As molten lava flows, its surface cools; the lava then flows underground, forming tubes. When the eruption stops, lava drains from the tube, leaving it an open chamber. Sea caves also can form with openings in the roof.
Near the ocean, this can form a blowhole. As waves rush toward the rock, the water is compressed as it moves upward, erupting into a spray of water, not unlike a small geyser.
Blowholes are sometimes called “spouting horns” because of the loud roaring noises created by the rushing air and water coming up the chimney.
Hālona Blowhole on Oʻahu’s eastern coastline has a narrow opening, but then it opens up about eight-feet below the surface. The waves crashing against the shoreline rush through, sending a spout of water and spray up to 30-feet into the air.
Ha-Lo-Na is literally saying – See The Foundation Breathe or Look At The Breath Of The Foundation. Ancient Hawaiians may have found it – just like us – to be a marvel and entertaining to watch – and perhaps as stupid as some to challenge it. (Yardley)
It is one of Oʻahu’s busiest brief stops, for residents and visitors alike.
It gained attention years ago, and a lookout was initially built in the early-1950s; railings were added in 1971.
In 2008, a $1-million renovation project replaced a lower viewing platform that collapsed in 1997, added stainless-steel railings and a sitting area.
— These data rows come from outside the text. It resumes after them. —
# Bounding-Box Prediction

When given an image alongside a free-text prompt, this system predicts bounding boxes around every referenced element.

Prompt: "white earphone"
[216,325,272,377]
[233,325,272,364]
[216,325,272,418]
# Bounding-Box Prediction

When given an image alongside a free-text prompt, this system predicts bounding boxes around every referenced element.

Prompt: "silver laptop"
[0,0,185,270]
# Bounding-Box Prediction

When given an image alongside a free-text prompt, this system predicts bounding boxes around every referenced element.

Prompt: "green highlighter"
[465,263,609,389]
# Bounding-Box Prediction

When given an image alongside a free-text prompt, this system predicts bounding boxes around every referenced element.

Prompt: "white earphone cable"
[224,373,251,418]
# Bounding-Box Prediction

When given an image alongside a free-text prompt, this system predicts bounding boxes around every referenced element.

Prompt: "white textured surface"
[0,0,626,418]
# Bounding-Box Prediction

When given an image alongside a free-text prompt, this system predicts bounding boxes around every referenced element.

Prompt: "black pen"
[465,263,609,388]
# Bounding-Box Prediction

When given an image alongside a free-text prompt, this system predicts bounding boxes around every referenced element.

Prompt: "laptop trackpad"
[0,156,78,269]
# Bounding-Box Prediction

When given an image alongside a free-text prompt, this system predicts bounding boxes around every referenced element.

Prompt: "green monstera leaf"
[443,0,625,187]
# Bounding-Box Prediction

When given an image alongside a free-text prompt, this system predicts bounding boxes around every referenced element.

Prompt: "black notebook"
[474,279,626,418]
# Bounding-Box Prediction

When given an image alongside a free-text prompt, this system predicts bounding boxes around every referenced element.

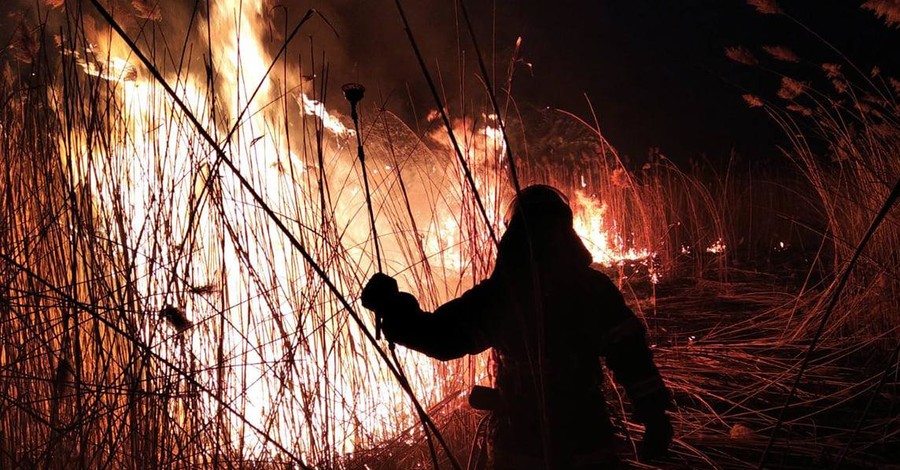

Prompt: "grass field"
[0,1,900,469]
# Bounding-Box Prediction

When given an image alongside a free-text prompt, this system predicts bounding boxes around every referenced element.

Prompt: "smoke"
[0,0,516,123]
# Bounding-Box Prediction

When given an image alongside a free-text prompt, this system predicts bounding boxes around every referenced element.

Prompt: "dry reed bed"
[0,1,898,468]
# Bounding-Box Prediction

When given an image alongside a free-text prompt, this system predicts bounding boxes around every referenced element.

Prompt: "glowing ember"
[570,191,652,266]
[706,238,726,254]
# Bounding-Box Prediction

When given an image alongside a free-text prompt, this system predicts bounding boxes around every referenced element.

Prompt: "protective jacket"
[370,196,670,468]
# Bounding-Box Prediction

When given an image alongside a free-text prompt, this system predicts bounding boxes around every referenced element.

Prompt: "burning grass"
[0,1,900,468]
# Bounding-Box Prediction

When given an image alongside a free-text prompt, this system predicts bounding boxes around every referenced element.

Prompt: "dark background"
[0,0,900,162]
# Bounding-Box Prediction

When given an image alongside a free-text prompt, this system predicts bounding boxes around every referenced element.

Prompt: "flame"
[706,238,727,255]
[49,0,652,462]
[571,190,652,266]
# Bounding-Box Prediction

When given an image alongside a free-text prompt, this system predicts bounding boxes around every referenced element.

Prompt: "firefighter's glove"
[360,273,400,313]
[638,412,673,459]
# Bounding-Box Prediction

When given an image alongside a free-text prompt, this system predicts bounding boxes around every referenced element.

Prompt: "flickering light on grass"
[706,238,726,255]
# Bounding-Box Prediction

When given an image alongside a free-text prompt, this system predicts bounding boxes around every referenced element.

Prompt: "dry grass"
[0,2,900,468]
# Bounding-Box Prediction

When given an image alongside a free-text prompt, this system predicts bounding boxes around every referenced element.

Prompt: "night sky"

An expanded 42-stall parking lot, including two bus spots, was repaved, and an accessible sidewalk was added.
Viewing is not limited to the blowhole; on a clear day, the islands of Molokaʻi, Lānaʻi and Maui can be seen from the lookout (an etched compass of Oʻahu and a map shows the island locations.)
It is not safe to go down to the blow hole. Numerous signs warn of the hazards of getting too close. However, that doesn’t seem to stop people from trying (and dying.)
Since 1927, four people have been swept into the blowhole; three men have died in 1969, 1986 and 2002, one man survived in 1967.
Likewise, a list of SCUBA fatalities since 1971 shows that more fatalities occur at Hālona Blow Hole than any other dive site in the state. (shorediving)
The sea cliffs that make this stretch of shoreline so great for diving also preclude any easy exit sites. This, coupled with the strong current, slippery rocks, waves on the ledges and lack of lifeguards makes this coast one of the most hazardous on the island.
Nearby is Hālona Cove (to the right as you look out,) it’s a small pocket of sand that has a history of its own.
It was here, in the 1953 film ‘From Here to Eternity,’ that Deborah Kerr and Burt Lancaster shared the kiss as a wave rolled in. The location also served as a scene in the ‘Pirates of the Caribbean IV,’ ’50 First Dates’ and Nikki Minaj’s ‘Starships.’